Sustained virological response was found in 58.6% of all patients, with the individual rates breaking down this way: 50% of psychiatric patients, 72.2% of those taking methadone, 53.8% of former drug users, and 58.8% of controls, according to findings published in the October issue of Hepatology.
Not surprisingly, the methadone patients and the former drug users had higher dropout rates -- 27.8% in the methadone group and 15.4% among former drug users versus 9.1% for psychiatric patients and 5.9% among controls. Of the 70 patients enrolled in the study, only ten dropped out.
During treatment, MADRS scores increased significantly for all patients, except those on methadone (P<0.001 compared with baseline for controls, P=0.006 for psychiatric patients, and P=0.039 for former drug users).
Methadone patients and former drug users had the highest BPRS scores at baseline and during treatment. However, only those in the control group had psychiatric changes during treatment that approached significance (P=0.055).
Dr. Schaefer said the study was limited by its small size and by the exclusion of homeless patients, those with dementia and other organic brain diseases, and those with ongoing drug or alcohol abuse.
Nonetheless, in an editorial that accompanied the study, Cynthia M.A. Geppert, M.D., Ph.D., M.P.H., and Sanjeev Arora, M.D., both of the University of New Mexico, said it was a pivotal study.

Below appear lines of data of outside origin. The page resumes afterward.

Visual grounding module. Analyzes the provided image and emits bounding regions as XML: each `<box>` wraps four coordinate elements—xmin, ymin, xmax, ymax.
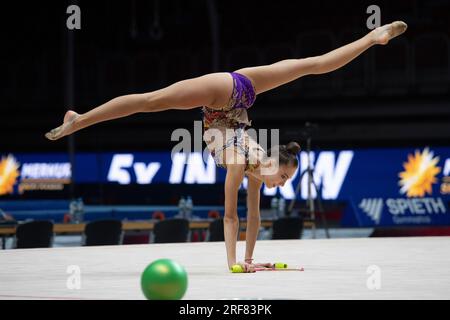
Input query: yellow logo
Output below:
<box><xmin>399</xmin><ymin>148</ymin><xmax>441</xmax><ymax>197</ymax></box>
<box><xmin>0</xmin><ymin>155</ymin><xmax>20</xmax><ymax>196</ymax></box>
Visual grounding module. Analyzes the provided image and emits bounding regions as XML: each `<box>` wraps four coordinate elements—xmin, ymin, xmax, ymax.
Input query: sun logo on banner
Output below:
<box><xmin>0</xmin><ymin>155</ymin><xmax>20</xmax><ymax>196</ymax></box>
<box><xmin>399</xmin><ymin>148</ymin><xmax>441</xmax><ymax>197</ymax></box>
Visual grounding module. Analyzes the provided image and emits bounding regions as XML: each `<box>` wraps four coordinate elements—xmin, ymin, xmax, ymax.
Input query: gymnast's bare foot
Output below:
<box><xmin>371</xmin><ymin>21</ymin><xmax>408</xmax><ymax>44</ymax></box>
<box><xmin>45</xmin><ymin>110</ymin><xmax>80</xmax><ymax>140</ymax></box>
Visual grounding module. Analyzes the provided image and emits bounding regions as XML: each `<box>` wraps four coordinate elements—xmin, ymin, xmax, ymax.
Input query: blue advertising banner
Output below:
<box><xmin>0</xmin><ymin>147</ymin><xmax>450</xmax><ymax>226</ymax></box>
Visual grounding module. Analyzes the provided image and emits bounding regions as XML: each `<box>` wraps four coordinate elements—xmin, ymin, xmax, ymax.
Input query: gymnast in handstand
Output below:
<box><xmin>45</xmin><ymin>21</ymin><xmax>407</xmax><ymax>272</ymax></box>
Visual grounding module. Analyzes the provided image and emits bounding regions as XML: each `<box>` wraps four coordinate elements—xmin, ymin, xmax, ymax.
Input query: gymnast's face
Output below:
<box><xmin>262</xmin><ymin>165</ymin><xmax>297</xmax><ymax>188</ymax></box>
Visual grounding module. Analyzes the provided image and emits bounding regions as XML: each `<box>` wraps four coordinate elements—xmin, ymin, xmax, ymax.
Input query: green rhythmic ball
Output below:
<box><xmin>141</xmin><ymin>259</ymin><xmax>188</xmax><ymax>300</ymax></box>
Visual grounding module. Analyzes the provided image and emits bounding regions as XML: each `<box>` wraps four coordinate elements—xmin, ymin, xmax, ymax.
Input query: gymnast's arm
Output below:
<box><xmin>223</xmin><ymin>164</ymin><xmax>245</xmax><ymax>268</ymax></box>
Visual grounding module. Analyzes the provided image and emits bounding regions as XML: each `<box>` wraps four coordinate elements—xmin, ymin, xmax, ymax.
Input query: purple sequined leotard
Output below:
<box><xmin>203</xmin><ymin>72</ymin><xmax>265</xmax><ymax>171</ymax></box>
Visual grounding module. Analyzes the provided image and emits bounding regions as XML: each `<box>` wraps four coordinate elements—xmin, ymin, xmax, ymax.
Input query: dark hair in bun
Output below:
<box><xmin>267</xmin><ymin>141</ymin><xmax>300</xmax><ymax>167</ymax></box>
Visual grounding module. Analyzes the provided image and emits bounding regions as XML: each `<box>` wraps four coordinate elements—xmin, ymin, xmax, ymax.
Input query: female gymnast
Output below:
<box><xmin>45</xmin><ymin>21</ymin><xmax>407</xmax><ymax>272</ymax></box>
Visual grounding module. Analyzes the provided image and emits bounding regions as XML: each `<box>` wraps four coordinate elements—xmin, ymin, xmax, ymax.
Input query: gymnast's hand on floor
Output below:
<box><xmin>370</xmin><ymin>21</ymin><xmax>408</xmax><ymax>44</ymax></box>
<box><xmin>45</xmin><ymin>110</ymin><xmax>79</xmax><ymax>140</ymax></box>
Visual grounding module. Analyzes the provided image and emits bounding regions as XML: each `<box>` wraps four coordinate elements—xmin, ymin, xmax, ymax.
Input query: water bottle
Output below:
<box><xmin>185</xmin><ymin>196</ymin><xmax>194</xmax><ymax>219</ymax></box>
<box><xmin>270</xmin><ymin>197</ymin><xmax>278</xmax><ymax>218</ymax></box>
<box><xmin>278</xmin><ymin>197</ymin><xmax>286</xmax><ymax>217</ymax></box>
<box><xmin>69</xmin><ymin>200</ymin><xmax>77</xmax><ymax>222</ymax></box>
<box><xmin>77</xmin><ymin>198</ymin><xmax>84</xmax><ymax>223</ymax></box>
<box><xmin>178</xmin><ymin>196</ymin><xmax>186</xmax><ymax>218</ymax></box>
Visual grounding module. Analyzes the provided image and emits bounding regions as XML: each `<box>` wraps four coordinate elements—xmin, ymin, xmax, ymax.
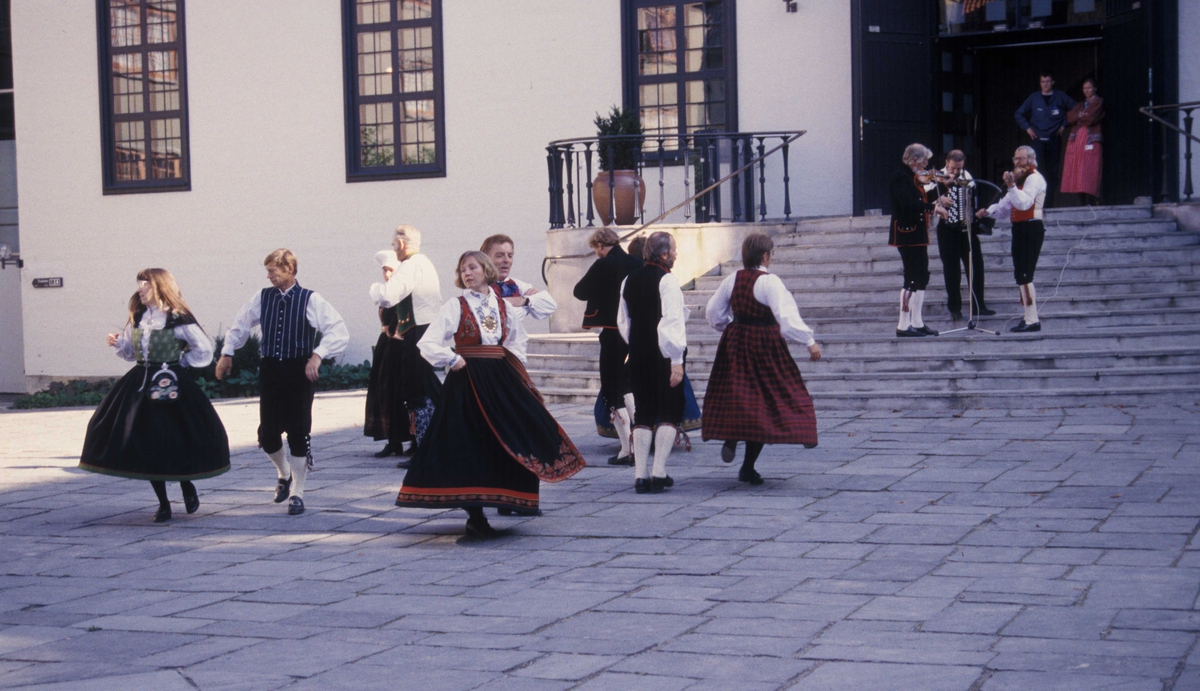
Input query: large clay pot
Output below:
<box><xmin>592</xmin><ymin>170</ymin><xmax>646</xmax><ymax>226</ymax></box>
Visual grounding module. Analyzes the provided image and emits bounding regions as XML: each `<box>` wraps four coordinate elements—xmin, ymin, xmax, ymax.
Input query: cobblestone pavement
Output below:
<box><xmin>0</xmin><ymin>393</ymin><xmax>1200</xmax><ymax>691</ymax></box>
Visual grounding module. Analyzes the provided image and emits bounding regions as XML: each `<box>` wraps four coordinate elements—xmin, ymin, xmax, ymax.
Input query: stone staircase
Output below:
<box><xmin>529</xmin><ymin>206</ymin><xmax>1200</xmax><ymax>410</ymax></box>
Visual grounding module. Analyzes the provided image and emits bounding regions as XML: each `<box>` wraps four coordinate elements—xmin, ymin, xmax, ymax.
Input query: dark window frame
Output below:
<box><xmin>342</xmin><ymin>0</ymin><xmax>446</xmax><ymax>182</ymax></box>
<box><xmin>620</xmin><ymin>0</ymin><xmax>738</xmax><ymax>154</ymax></box>
<box><xmin>96</xmin><ymin>0</ymin><xmax>192</xmax><ymax>194</ymax></box>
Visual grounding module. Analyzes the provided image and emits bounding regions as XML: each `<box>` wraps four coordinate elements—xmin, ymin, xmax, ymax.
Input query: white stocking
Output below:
<box><xmin>634</xmin><ymin>427</ymin><xmax>654</xmax><ymax>480</ymax></box>
<box><xmin>612</xmin><ymin>408</ymin><xmax>629</xmax><ymax>458</ymax></box>
<box><xmin>290</xmin><ymin>456</ymin><xmax>308</xmax><ymax>499</ymax></box>
<box><xmin>652</xmin><ymin>425</ymin><xmax>678</xmax><ymax>477</ymax></box>
<box><xmin>266</xmin><ymin>446</ymin><xmax>292</xmax><ymax>480</ymax></box>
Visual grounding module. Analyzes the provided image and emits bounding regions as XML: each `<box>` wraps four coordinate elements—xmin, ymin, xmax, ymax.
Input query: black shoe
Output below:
<box><xmin>467</xmin><ymin>518</ymin><xmax>498</xmax><ymax>537</ymax></box>
<box><xmin>154</xmin><ymin>504</ymin><xmax>170</xmax><ymax>523</ymax></box>
<box><xmin>738</xmin><ymin>468</ymin><xmax>762</xmax><ymax>485</ymax></box>
<box><xmin>275</xmin><ymin>475</ymin><xmax>292</xmax><ymax>504</ymax></box>
<box><xmin>721</xmin><ymin>440</ymin><xmax>738</xmax><ymax>463</ymax></box>
<box><xmin>496</xmin><ymin>506</ymin><xmax>542</xmax><ymax>516</ymax></box>
<box><xmin>184</xmin><ymin>489</ymin><xmax>200</xmax><ymax>513</ymax></box>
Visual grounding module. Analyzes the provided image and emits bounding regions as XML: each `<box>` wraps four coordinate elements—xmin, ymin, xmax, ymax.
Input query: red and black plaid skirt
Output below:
<box><xmin>701</xmin><ymin>323</ymin><xmax>817</xmax><ymax>444</ymax></box>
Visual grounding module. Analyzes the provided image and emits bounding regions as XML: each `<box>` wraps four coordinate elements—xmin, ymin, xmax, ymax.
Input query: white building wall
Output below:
<box><xmin>12</xmin><ymin>0</ymin><xmax>620</xmax><ymax>377</ymax></box>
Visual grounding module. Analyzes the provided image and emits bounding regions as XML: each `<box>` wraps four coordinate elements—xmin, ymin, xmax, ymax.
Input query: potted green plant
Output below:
<box><xmin>592</xmin><ymin>106</ymin><xmax>646</xmax><ymax>226</ymax></box>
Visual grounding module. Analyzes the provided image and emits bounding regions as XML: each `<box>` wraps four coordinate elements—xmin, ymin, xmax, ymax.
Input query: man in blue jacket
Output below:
<box><xmin>1015</xmin><ymin>72</ymin><xmax>1075</xmax><ymax>206</ymax></box>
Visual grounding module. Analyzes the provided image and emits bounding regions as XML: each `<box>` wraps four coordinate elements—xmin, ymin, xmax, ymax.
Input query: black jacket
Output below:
<box><xmin>888</xmin><ymin>166</ymin><xmax>937</xmax><ymax>247</ymax></box>
<box><xmin>575</xmin><ymin>245</ymin><xmax>642</xmax><ymax>329</ymax></box>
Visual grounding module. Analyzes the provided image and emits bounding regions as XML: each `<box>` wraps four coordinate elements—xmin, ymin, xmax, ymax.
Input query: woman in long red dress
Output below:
<box><xmin>702</xmin><ymin>233</ymin><xmax>821</xmax><ymax>485</ymax></box>
<box><xmin>1061</xmin><ymin>79</ymin><xmax>1104</xmax><ymax>205</ymax></box>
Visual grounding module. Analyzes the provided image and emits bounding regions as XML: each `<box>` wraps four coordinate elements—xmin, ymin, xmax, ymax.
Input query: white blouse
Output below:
<box><xmin>617</xmin><ymin>271</ymin><xmax>691</xmax><ymax>365</ymax></box>
<box><xmin>416</xmin><ymin>288</ymin><xmax>528</xmax><ymax>368</ymax></box>
<box><xmin>704</xmin><ymin>268</ymin><xmax>816</xmax><ymax>346</ymax></box>
<box><xmin>116</xmin><ymin>306</ymin><xmax>212</xmax><ymax>367</ymax></box>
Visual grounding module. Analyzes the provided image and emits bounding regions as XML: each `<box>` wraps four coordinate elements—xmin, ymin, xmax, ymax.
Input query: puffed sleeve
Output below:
<box><xmin>416</xmin><ymin>298</ymin><xmax>463</xmax><ymax>367</ymax></box>
<box><xmin>175</xmin><ymin>324</ymin><xmax>212</xmax><ymax>367</ymax></box>
<box><xmin>704</xmin><ymin>274</ymin><xmax>738</xmax><ymax>331</ymax></box>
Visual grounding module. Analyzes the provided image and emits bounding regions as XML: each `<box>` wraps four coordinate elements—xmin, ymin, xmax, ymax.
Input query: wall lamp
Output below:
<box><xmin>0</xmin><ymin>242</ymin><xmax>25</xmax><ymax>269</ymax></box>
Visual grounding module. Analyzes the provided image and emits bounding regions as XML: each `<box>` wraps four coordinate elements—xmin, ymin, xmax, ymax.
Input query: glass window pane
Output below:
<box><xmin>108</xmin><ymin>0</ymin><xmax>142</xmax><ymax>48</ymax></box>
<box><xmin>356</xmin><ymin>0</ymin><xmax>391</xmax><ymax>24</ymax></box>
<box><xmin>146</xmin><ymin>0</ymin><xmax>179</xmax><ymax>43</ymax></box>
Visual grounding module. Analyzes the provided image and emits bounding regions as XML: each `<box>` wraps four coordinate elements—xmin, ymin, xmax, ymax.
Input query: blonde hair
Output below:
<box><xmin>130</xmin><ymin>269</ymin><xmax>196</xmax><ymax>325</ymax></box>
<box><xmin>263</xmin><ymin>247</ymin><xmax>300</xmax><ymax>274</ymax></box>
<box><xmin>454</xmin><ymin>250</ymin><xmax>500</xmax><ymax>289</ymax></box>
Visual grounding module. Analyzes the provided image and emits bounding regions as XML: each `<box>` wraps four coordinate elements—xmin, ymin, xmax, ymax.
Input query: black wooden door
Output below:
<box><xmin>854</xmin><ymin>0</ymin><xmax>936</xmax><ymax>214</ymax></box>
<box><xmin>1100</xmin><ymin>0</ymin><xmax>1154</xmax><ymax>204</ymax></box>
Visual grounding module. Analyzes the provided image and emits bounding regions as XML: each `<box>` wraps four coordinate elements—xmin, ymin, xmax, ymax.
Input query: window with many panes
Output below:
<box><xmin>97</xmin><ymin>0</ymin><xmax>191</xmax><ymax>193</ymax></box>
<box><xmin>623</xmin><ymin>0</ymin><xmax>737</xmax><ymax>148</ymax></box>
<box><xmin>342</xmin><ymin>0</ymin><xmax>445</xmax><ymax>181</ymax></box>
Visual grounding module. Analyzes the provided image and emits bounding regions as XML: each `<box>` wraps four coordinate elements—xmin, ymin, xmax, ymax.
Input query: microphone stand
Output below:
<box><xmin>942</xmin><ymin>175</ymin><xmax>1000</xmax><ymax>336</ymax></box>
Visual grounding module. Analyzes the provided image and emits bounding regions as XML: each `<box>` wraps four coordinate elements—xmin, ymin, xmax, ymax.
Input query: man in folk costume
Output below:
<box><xmin>937</xmin><ymin>149</ymin><xmax>996</xmax><ymax>319</ymax></box>
<box><xmin>976</xmin><ymin>146</ymin><xmax>1046</xmax><ymax>334</ymax></box>
<box><xmin>383</xmin><ymin>226</ymin><xmax>442</xmax><ymax>460</ymax></box>
<box><xmin>479</xmin><ymin>235</ymin><xmax>558</xmax><ymax>365</ymax></box>
<box><xmin>362</xmin><ymin>250</ymin><xmax>413</xmax><ymax>458</ymax></box>
<box><xmin>575</xmin><ymin>228</ymin><xmax>642</xmax><ymax>465</ymax></box>
<box><xmin>617</xmin><ymin>232</ymin><xmax>690</xmax><ymax>494</ymax></box>
<box><xmin>702</xmin><ymin>233</ymin><xmax>821</xmax><ymax>485</ymax></box>
<box><xmin>888</xmin><ymin>144</ymin><xmax>947</xmax><ymax>338</ymax></box>
<box><xmin>216</xmin><ymin>248</ymin><xmax>350</xmax><ymax>516</ymax></box>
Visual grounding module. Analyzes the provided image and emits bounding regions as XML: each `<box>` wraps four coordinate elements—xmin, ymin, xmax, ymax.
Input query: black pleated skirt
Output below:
<box><xmin>79</xmin><ymin>365</ymin><xmax>229</xmax><ymax>481</ymax></box>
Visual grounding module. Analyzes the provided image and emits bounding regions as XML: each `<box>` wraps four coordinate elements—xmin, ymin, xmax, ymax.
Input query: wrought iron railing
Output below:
<box><xmin>1139</xmin><ymin>101</ymin><xmax>1200</xmax><ymax>202</ymax></box>
<box><xmin>541</xmin><ymin>130</ymin><xmax>805</xmax><ymax>284</ymax></box>
<box><xmin>546</xmin><ymin>132</ymin><xmax>804</xmax><ymax>228</ymax></box>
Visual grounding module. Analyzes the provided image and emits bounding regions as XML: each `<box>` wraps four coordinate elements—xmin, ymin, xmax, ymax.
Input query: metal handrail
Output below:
<box><xmin>541</xmin><ymin>130</ymin><xmax>808</xmax><ymax>286</ymax></box>
<box><xmin>1138</xmin><ymin>101</ymin><xmax>1200</xmax><ymax>202</ymax></box>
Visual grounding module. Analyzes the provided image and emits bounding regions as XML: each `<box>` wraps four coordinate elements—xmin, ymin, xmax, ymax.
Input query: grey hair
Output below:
<box><xmin>642</xmin><ymin>230</ymin><xmax>674</xmax><ymax>262</ymax></box>
<box><xmin>904</xmin><ymin>144</ymin><xmax>934</xmax><ymax>166</ymax></box>
<box><xmin>396</xmin><ymin>223</ymin><xmax>421</xmax><ymax>252</ymax></box>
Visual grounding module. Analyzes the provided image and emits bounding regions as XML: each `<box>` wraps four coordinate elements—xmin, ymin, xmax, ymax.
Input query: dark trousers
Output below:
<box><xmin>258</xmin><ymin>357</ymin><xmax>313</xmax><ymax>456</ymax></box>
<box><xmin>1030</xmin><ymin>134</ymin><xmax>1062</xmax><ymax>206</ymax></box>
<box><xmin>1013</xmin><ymin>221</ymin><xmax>1046</xmax><ymax>286</ymax></box>
<box><xmin>896</xmin><ymin>245</ymin><xmax>929</xmax><ymax>290</ymax></box>
<box><xmin>600</xmin><ymin>329</ymin><xmax>629</xmax><ymax>410</ymax></box>
<box><xmin>937</xmin><ymin>221</ymin><xmax>988</xmax><ymax>314</ymax></box>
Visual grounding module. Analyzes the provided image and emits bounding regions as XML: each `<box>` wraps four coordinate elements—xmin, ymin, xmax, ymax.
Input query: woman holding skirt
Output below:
<box><xmin>702</xmin><ymin>233</ymin><xmax>821</xmax><ymax>485</ymax></box>
<box><xmin>396</xmin><ymin>252</ymin><xmax>586</xmax><ymax>537</ymax></box>
<box><xmin>79</xmin><ymin>269</ymin><xmax>229</xmax><ymax>523</ymax></box>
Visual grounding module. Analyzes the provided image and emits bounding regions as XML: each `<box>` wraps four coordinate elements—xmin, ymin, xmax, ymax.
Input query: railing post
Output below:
<box><xmin>757</xmin><ymin>137</ymin><xmax>767</xmax><ymax>221</ymax></box>
<box><xmin>566</xmin><ymin>144</ymin><xmax>578</xmax><ymax>228</ymax></box>
<box><xmin>780</xmin><ymin>134</ymin><xmax>792</xmax><ymax>221</ymax></box>
<box><xmin>583</xmin><ymin>142</ymin><xmax>595</xmax><ymax>228</ymax></box>
<box><xmin>1183</xmin><ymin>108</ymin><xmax>1193</xmax><ymax>202</ymax></box>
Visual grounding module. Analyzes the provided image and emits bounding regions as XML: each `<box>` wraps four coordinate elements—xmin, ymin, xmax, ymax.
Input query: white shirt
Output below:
<box><xmin>116</xmin><ymin>305</ymin><xmax>212</xmax><ymax>367</ymax></box>
<box><xmin>988</xmin><ymin>170</ymin><xmax>1046</xmax><ymax>221</ymax></box>
<box><xmin>416</xmin><ymin>288</ymin><xmax>524</xmax><ymax>367</ymax></box>
<box><xmin>372</xmin><ymin>253</ymin><xmax>442</xmax><ymax>326</ymax></box>
<box><xmin>704</xmin><ymin>266</ymin><xmax>816</xmax><ymax>346</ymax></box>
<box><xmin>221</xmin><ymin>283</ymin><xmax>350</xmax><ymax>360</ymax></box>
<box><xmin>617</xmin><ymin>271</ymin><xmax>691</xmax><ymax>365</ymax></box>
<box><xmin>505</xmin><ymin>276</ymin><xmax>558</xmax><ymax>321</ymax></box>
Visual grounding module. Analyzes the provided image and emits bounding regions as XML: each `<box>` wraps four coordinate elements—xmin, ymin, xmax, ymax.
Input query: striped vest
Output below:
<box><xmin>258</xmin><ymin>283</ymin><xmax>317</xmax><ymax>360</ymax></box>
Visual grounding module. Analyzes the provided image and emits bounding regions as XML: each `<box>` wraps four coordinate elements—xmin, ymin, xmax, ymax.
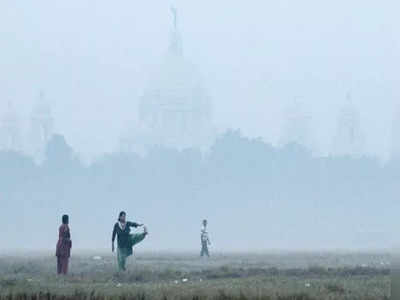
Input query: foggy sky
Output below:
<box><xmin>0</xmin><ymin>0</ymin><xmax>400</xmax><ymax>157</ymax></box>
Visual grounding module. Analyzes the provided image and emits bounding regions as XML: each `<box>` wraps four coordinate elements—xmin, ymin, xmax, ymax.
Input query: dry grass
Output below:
<box><xmin>0</xmin><ymin>253</ymin><xmax>390</xmax><ymax>300</ymax></box>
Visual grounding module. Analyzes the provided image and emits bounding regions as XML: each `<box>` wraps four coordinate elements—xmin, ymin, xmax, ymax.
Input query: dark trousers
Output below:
<box><xmin>57</xmin><ymin>256</ymin><xmax>69</xmax><ymax>275</ymax></box>
<box><xmin>200</xmin><ymin>241</ymin><xmax>210</xmax><ymax>257</ymax></box>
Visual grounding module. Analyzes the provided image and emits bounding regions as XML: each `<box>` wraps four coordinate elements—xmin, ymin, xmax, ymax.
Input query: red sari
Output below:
<box><xmin>56</xmin><ymin>224</ymin><xmax>72</xmax><ymax>275</ymax></box>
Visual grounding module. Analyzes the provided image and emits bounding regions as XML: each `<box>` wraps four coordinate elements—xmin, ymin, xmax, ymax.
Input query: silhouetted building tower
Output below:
<box><xmin>391</xmin><ymin>106</ymin><xmax>400</xmax><ymax>160</ymax></box>
<box><xmin>30</xmin><ymin>91</ymin><xmax>54</xmax><ymax>160</ymax></box>
<box><xmin>0</xmin><ymin>101</ymin><xmax>21</xmax><ymax>151</ymax></box>
<box><xmin>332</xmin><ymin>92</ymin><xmax>364</xmax><ymax>157</ymax></box>
<box><xmin>126</xmin><ymin>8</ymin><xmax>213</xmax><ymax>149</ymax></box>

They wrote that close to 20% of patients with severe mental illness are believed to be HCV-positive, yet hepatologists have been reluctant to treat these patients because of concerns that interferon would exacerbate depression as well as anxiety, suicidality, mania, and psychosis.
The study by Schaefer et al, as the first prospective study in this population, supports the "development of evidence-based thinking regarding whether mental health disorders should continue to be considered as exclusions for therapy with pegylated interferon and ribavirin," Drs. Geppert and Arora wrote.
Dr. Schaeffer reported no potential conflicts of interest but a co-author disclosed that he is a consultant for Pfizer and AstraZeneca and received grants from Janssen-Cilag, Bristol-Myers Squibb, and Lilly. They did not disclose a funding source for the study.
Primary source: HepatologySource reference:Schaefer M, et al "Hepatitis C treatment in 'difficult-to-treat' psychiatric patients with pegylated interferon-alpha and ribavirin: response and psychiatric side effects" Hepatology 2007; 46: 991-998. Additional source: HepatologySource reference: Geppert C, Arora S, "Widening the door: the evolution of hepatitis C treatment in patients with psychiatric disorders" Hepatology 2007; 46: 957-959.